Dropping Protected Attributes
When you think you have upgraded all your models and controllers and feel you are ready to pull the plug on the old protected attributes, these are the steps we recommend:
Remove these 2 lines from Gemfile and run bundle install
.
gem 'protected_attributes' gem 'strong_parameters'
In Rails 4 the default is strong parameters, so there is no need to include the gem.

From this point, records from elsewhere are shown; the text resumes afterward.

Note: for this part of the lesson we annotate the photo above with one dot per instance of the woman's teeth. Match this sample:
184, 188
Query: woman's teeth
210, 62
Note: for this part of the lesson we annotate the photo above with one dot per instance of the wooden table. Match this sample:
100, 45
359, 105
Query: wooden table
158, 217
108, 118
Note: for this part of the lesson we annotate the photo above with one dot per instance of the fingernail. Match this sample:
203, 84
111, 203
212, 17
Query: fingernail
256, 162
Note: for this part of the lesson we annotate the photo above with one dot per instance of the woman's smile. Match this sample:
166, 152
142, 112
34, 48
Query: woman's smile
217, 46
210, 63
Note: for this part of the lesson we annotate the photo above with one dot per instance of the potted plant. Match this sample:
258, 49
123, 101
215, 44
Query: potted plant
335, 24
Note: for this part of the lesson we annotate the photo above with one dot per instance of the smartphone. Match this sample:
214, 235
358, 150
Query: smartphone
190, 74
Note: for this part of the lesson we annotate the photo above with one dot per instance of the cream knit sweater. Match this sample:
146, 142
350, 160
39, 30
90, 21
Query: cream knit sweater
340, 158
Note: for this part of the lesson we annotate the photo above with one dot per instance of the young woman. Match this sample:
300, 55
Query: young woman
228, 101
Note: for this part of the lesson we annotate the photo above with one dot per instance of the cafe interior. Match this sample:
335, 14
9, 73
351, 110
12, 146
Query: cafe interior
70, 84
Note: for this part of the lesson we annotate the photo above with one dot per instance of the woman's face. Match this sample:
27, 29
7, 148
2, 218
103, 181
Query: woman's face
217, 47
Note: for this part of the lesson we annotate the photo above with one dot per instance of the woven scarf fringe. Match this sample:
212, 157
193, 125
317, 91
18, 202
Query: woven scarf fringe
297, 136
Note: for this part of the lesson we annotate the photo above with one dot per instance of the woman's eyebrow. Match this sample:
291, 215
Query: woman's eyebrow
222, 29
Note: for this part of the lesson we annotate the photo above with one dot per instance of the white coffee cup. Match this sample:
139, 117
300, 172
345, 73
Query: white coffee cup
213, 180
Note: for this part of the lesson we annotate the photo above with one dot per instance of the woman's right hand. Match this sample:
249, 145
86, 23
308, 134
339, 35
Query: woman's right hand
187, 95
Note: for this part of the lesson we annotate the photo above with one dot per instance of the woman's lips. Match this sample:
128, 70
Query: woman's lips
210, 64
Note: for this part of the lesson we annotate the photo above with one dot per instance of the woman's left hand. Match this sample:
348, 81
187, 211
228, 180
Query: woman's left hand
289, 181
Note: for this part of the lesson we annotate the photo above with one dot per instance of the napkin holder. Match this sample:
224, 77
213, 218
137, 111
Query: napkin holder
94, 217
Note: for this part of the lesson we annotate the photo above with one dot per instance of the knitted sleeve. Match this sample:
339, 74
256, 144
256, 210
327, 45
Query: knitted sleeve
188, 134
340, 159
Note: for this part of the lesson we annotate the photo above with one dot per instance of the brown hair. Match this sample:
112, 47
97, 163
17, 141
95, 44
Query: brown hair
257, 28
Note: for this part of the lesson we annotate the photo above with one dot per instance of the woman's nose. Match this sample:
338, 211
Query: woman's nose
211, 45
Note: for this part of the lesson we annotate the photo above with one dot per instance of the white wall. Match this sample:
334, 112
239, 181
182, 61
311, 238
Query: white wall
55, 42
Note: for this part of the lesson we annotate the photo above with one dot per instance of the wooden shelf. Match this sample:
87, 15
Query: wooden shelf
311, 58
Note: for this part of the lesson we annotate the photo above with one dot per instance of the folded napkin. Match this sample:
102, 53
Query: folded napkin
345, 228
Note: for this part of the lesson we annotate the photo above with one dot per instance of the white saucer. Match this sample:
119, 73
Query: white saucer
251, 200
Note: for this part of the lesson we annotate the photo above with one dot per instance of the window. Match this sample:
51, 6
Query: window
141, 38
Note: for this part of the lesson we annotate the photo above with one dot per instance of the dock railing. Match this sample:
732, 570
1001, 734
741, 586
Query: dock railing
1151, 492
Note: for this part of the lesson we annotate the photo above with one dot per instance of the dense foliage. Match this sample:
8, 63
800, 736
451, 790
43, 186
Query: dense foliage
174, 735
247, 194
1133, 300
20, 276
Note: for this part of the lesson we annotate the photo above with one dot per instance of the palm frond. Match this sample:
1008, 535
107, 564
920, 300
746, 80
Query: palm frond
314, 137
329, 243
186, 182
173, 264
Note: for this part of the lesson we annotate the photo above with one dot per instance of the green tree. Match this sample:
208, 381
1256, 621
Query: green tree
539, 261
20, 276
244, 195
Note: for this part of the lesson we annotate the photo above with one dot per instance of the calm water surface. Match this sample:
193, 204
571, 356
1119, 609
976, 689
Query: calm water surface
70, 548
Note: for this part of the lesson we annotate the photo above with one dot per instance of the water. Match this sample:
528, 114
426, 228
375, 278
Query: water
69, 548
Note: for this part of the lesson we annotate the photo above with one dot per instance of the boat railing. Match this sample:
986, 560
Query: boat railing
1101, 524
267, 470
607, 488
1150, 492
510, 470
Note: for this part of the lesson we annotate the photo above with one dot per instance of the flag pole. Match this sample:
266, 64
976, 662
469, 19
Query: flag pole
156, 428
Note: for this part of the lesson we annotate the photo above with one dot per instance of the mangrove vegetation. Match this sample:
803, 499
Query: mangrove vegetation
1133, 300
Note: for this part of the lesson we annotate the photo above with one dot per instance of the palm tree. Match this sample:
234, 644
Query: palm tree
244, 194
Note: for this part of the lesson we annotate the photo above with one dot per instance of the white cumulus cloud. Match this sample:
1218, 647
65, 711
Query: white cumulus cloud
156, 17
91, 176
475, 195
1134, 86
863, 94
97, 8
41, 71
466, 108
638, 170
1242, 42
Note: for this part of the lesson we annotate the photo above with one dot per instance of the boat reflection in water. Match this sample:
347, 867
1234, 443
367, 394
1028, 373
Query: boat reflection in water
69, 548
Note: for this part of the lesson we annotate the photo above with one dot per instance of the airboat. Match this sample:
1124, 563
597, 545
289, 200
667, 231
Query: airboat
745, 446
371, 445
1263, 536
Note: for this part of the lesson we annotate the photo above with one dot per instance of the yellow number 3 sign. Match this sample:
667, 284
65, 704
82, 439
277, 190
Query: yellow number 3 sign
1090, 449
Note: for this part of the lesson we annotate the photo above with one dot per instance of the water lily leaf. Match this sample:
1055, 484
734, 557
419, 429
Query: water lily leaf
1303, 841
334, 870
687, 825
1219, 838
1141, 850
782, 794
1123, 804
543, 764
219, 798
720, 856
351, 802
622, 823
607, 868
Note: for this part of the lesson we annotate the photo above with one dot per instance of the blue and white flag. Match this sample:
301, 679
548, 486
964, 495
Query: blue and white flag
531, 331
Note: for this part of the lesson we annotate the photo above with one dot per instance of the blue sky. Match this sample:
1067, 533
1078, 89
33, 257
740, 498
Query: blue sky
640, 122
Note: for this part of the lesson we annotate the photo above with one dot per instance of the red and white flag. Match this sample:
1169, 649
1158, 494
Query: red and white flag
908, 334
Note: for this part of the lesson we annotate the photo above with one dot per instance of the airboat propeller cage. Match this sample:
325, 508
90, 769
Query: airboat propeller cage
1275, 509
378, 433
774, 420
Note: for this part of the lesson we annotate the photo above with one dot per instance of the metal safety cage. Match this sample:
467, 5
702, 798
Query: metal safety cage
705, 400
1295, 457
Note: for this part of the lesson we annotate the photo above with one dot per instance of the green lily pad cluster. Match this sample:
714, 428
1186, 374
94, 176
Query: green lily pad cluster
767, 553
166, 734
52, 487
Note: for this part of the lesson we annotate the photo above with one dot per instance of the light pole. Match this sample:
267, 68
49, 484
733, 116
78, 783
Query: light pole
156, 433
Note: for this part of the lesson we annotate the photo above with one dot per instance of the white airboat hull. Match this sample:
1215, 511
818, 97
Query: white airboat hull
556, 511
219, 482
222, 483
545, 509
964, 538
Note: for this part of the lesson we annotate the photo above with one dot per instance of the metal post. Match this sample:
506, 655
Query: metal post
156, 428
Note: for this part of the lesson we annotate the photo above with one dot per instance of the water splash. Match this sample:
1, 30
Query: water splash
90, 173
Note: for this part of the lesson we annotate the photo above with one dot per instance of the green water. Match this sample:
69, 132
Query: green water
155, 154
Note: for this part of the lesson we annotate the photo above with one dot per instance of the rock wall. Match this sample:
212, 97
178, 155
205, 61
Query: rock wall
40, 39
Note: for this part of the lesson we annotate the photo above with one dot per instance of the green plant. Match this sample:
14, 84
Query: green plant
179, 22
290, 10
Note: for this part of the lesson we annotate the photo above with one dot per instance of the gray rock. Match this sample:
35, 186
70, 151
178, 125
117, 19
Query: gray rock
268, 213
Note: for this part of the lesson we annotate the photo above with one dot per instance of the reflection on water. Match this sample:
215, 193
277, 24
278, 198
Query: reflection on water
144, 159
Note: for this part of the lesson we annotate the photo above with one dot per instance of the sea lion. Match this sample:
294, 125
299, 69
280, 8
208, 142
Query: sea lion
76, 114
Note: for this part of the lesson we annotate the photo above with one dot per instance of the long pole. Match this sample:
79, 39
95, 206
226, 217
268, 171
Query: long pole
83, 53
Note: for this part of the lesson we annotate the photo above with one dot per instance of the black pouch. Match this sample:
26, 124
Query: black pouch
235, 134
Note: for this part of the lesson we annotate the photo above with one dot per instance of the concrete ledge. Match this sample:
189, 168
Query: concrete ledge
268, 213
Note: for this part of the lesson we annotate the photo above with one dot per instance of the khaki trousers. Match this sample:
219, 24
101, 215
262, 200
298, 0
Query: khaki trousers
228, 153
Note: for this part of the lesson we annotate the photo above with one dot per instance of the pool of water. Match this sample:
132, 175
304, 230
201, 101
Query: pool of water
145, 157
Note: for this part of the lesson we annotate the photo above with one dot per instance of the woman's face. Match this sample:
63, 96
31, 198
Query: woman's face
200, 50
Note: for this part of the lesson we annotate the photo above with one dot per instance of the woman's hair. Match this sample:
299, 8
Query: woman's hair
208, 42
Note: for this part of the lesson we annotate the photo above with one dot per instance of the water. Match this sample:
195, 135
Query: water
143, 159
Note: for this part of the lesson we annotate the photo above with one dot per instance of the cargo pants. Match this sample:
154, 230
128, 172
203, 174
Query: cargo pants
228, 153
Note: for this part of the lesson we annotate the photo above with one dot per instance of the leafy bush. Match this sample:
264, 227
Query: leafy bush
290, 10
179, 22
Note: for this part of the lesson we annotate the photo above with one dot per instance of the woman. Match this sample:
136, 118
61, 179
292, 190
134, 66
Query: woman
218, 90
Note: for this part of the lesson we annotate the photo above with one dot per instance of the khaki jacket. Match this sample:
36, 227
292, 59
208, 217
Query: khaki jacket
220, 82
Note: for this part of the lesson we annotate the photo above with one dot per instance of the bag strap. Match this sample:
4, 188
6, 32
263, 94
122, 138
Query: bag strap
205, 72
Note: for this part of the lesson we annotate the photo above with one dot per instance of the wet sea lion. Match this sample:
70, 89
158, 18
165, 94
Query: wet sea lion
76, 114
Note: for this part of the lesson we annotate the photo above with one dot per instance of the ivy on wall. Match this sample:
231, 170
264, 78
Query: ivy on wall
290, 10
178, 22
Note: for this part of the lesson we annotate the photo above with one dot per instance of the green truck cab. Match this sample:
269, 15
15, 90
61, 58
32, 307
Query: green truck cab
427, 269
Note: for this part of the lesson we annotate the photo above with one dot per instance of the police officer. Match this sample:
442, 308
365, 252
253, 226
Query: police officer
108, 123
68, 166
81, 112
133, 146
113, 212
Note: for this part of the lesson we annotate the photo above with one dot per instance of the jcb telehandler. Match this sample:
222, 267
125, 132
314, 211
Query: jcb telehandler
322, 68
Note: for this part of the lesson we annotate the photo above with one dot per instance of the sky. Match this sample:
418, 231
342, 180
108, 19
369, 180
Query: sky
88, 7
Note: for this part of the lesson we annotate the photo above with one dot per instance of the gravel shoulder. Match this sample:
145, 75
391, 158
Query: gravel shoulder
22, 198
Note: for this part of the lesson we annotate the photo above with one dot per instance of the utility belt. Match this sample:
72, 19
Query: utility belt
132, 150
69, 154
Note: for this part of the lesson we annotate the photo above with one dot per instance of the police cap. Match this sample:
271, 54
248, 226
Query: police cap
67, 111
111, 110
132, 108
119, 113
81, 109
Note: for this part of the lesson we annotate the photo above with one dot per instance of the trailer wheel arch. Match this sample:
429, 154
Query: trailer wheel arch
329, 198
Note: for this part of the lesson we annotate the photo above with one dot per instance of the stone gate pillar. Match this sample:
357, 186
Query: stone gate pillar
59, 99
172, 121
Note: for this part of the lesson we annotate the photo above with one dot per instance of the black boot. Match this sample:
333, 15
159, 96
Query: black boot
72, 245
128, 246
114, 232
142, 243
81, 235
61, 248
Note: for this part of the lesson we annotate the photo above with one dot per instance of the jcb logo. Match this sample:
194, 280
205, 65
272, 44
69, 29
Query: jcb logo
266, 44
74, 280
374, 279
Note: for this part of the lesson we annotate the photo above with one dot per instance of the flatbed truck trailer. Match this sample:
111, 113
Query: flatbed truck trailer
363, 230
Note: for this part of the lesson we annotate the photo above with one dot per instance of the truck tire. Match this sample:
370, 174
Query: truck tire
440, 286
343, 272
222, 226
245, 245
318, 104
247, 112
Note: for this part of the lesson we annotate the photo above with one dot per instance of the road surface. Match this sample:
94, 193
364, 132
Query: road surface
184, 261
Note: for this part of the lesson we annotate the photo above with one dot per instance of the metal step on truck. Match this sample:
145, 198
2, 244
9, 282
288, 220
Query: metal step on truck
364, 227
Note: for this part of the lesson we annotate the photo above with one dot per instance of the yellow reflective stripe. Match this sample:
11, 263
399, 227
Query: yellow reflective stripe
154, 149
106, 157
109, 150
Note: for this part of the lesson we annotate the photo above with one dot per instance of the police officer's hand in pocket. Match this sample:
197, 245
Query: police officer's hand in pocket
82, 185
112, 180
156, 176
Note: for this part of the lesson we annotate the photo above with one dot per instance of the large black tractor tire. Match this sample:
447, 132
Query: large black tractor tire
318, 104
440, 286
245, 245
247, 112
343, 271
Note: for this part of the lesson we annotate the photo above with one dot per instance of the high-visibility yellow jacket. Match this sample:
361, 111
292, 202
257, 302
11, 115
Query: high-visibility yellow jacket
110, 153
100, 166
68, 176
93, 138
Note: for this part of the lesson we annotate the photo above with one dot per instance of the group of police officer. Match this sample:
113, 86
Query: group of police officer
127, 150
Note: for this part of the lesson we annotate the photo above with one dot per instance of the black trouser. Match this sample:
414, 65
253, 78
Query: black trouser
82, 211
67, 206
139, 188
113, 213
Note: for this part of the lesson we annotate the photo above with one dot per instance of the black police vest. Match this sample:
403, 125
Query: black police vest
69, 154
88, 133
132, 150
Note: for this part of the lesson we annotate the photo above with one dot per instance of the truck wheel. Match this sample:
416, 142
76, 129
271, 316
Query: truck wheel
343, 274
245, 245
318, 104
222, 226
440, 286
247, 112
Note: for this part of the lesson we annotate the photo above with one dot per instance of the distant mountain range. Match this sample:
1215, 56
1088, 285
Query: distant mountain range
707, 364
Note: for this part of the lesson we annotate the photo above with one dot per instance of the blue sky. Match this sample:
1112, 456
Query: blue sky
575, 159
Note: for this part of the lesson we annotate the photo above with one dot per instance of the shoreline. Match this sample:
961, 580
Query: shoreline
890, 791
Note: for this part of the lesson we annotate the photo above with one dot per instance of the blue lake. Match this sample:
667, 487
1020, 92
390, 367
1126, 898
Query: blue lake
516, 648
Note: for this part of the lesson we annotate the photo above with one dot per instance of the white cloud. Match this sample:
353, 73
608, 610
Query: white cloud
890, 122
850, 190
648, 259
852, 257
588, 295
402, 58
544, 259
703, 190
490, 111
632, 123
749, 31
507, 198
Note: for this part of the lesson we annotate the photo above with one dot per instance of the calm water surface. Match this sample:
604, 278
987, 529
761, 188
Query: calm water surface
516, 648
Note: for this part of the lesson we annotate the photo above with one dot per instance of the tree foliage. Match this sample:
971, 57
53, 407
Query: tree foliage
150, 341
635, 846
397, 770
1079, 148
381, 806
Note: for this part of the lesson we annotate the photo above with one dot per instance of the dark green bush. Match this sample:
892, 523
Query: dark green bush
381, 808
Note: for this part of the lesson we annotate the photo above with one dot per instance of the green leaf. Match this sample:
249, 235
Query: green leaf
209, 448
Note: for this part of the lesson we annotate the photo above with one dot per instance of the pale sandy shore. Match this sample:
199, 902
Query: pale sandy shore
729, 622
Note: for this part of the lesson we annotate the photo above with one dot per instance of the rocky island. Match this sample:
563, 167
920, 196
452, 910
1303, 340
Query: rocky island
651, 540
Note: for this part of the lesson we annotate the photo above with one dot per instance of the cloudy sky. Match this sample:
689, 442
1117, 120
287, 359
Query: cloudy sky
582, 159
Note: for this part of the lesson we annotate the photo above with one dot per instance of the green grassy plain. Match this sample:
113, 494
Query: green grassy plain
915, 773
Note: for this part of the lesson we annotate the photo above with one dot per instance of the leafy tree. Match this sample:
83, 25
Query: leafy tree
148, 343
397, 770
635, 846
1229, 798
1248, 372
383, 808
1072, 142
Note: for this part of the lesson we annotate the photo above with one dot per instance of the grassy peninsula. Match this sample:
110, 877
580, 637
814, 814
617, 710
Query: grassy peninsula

Remove the configuration for protected_attributes, this means removing from config/application.rb:
config.active_record.whitelist_attributes = false
Remove from config/environments/test.rb:
config.active_record.mass_assignment_sanitizer = :logger
Remove any include ActiveModel::ForbiddenAttributesProtection
from models, added in the previous step.
In the default configuration of strong parameters, when you whitelist only a subset of the params passed to the controller, instead of raising an exception, Rails is going to generate a notification. You can see a test illustrating this.
It is better instead to always raise an exception. This is done by adding this line to config/environments/test.rb:
config.action_controller.action_on_unpermitted_parameters = :raise
Now run all your tests. If you have a large application and you are getting errors you do not understand or the code is not behaving the way you expect, check our previous blog post Understanding Strong Parameters, this is the part where this information is most useful.
Final Step
When you are done with the tests you can remove the line from config/environments/test.rb:
config.action_controller.action_on_unpermitted_parameters = :raise
The default value in Rails is to generate a notification in test and development environments, and ignore otherwise.
You are done! We hope the 2 articles helped you to make the transition smoother.